Aktion Lichter aus

AfD zieht die Stadt Münster vors Verwaltungsgericht

Rund 8000 Menschen haben am 10.Februar 2017 auf dem Prinzipalmarkt in Münster gegen die AfD demonstriert. Im Rathaus hatte der Neujahrsempfang des Kreisverbandes der AfD Münster stattgefunden.

Rund 8000 Menschen haben am 10.Februar 2017 auf dem Prinzipalmarkt in Münster gegen die AfD demonstriert. Im Rathaus hatte der Neujahrsempfang des Kreisverbandes der AfD Münster stattgefunden.

Foto: Ina Fassbender

Münster.   Bei der Bundestagswahl 2017 erzielte die AfD ihr schlechtestes Ergebnis in Münster. Nun klagt sie gegen die Stadt – wegen ausgeschalteter Lichter.

Die rechtsnationale AfD zieht gegen die Stadt Münster vor Gericht. Am Freitag müssen die Verwaltungsrichter in Münster darüber entscheiden, ob die Stadtspitze während eines AfD-Treffens die Außenbeleuchtung an zwei städtischen Gebäuden ausstellen durfte. Bereits am Mittag wird ein Urteil der ersten Kammer am Verwaltungsgericht Münster erwartet.

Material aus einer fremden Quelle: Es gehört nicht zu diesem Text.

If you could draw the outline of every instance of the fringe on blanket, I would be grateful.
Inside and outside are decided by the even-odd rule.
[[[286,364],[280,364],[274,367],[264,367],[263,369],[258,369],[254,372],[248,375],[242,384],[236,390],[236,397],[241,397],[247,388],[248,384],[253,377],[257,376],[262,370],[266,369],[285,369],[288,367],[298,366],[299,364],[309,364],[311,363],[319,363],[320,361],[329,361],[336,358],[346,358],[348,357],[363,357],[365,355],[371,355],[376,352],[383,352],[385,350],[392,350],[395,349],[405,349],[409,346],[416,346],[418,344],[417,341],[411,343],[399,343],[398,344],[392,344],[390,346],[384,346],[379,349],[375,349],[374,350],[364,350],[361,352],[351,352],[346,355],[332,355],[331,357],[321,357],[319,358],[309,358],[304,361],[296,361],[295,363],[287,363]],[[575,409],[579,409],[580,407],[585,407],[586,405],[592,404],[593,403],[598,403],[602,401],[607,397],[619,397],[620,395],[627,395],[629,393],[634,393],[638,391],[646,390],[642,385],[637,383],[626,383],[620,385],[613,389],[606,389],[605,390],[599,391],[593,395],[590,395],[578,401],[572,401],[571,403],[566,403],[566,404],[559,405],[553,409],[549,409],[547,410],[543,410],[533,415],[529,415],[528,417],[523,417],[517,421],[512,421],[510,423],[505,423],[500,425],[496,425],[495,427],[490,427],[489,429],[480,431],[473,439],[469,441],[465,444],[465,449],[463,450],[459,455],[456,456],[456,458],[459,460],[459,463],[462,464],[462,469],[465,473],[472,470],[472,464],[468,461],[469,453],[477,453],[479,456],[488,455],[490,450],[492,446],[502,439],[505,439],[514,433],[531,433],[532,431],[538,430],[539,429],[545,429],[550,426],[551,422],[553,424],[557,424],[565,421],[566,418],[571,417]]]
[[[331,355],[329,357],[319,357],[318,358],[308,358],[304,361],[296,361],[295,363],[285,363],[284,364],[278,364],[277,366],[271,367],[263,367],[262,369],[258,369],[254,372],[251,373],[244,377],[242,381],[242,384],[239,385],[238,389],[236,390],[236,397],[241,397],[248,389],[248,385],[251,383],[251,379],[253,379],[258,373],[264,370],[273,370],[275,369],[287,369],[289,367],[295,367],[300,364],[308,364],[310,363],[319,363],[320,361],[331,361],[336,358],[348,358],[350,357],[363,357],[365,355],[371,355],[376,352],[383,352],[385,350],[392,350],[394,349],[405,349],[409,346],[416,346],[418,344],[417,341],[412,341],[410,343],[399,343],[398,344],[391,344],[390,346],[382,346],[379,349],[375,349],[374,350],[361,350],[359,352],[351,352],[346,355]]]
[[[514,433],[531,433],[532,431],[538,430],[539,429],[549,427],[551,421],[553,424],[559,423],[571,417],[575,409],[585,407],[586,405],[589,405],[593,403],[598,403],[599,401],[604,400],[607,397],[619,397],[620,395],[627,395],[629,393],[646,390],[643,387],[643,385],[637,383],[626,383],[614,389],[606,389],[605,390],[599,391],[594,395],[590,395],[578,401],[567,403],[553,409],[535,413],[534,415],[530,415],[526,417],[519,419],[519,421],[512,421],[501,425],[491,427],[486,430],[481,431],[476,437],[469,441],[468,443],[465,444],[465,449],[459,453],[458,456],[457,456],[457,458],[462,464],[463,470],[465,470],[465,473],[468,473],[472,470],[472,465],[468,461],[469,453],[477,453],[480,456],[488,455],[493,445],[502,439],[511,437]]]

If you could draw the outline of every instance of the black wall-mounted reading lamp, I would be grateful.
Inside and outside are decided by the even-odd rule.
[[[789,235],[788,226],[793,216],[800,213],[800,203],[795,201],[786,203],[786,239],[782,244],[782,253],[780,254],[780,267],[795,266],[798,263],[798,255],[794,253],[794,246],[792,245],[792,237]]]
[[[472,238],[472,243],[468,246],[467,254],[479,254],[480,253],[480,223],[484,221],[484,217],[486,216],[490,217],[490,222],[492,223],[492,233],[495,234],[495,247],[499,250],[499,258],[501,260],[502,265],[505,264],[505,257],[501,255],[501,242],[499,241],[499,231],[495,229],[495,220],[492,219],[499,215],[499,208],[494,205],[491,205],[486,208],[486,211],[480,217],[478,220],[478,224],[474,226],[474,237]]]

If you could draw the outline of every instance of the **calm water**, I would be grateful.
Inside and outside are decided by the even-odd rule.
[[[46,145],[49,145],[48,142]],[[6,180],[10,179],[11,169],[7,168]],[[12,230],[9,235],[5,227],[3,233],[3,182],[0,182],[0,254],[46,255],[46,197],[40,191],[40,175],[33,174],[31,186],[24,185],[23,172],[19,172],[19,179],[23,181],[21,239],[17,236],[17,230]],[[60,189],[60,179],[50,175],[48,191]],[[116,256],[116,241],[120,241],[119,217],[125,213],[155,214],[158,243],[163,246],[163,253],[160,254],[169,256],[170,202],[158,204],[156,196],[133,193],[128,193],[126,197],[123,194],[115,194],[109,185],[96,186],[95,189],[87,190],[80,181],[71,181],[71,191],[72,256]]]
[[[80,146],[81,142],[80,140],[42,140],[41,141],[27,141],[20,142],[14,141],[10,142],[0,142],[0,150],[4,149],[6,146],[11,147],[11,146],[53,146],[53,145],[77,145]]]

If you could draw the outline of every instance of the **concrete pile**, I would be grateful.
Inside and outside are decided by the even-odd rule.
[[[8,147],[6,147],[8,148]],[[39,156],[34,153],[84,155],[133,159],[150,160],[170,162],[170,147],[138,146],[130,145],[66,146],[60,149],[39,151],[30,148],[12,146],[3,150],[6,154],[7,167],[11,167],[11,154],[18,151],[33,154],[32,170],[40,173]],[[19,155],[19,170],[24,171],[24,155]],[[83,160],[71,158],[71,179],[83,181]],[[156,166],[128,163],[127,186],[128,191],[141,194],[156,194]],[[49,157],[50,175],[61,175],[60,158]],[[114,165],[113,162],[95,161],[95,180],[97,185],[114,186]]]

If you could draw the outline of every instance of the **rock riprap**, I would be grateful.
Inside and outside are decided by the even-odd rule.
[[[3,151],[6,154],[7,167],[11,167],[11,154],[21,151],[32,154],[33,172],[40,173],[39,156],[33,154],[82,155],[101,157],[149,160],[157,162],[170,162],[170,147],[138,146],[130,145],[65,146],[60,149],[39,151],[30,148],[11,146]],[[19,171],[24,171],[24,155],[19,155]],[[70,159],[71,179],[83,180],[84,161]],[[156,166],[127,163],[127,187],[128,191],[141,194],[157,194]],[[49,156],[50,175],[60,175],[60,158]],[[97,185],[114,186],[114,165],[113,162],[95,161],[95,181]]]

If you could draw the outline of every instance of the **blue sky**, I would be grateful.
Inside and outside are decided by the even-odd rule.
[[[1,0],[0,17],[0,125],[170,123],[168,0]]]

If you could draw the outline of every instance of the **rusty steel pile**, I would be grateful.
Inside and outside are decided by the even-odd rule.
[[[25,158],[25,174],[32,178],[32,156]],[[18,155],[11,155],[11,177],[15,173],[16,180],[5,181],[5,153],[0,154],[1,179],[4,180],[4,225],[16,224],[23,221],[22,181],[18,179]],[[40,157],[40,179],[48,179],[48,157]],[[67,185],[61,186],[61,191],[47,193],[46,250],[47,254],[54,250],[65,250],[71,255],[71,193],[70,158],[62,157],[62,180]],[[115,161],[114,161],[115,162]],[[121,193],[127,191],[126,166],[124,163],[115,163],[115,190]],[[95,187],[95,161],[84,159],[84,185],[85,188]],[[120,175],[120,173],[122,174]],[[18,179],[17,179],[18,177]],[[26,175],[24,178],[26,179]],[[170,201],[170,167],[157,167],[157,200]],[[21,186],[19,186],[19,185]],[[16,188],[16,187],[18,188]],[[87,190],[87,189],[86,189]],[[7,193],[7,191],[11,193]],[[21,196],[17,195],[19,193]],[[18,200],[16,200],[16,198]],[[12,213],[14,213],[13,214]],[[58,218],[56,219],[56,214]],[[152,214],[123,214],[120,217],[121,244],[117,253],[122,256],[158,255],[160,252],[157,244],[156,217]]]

Die Stadtverwaltung hat sich Anfang 2017 an einer Aktion der Kaufleute beteiligt, die die Lichter ihrer Geschäfte am traditionellen Prinzipalmarkt aus Protest gegen die AfD gelöscht hatten. Die Partei hatte zum Neujahrsempfang in den Festsaal des Historischen Rathauses eingeladen, auf der Bühne sprachen die damaligen Bundes- und Landeschefs, Frauke Petry und Marcus Pretzell.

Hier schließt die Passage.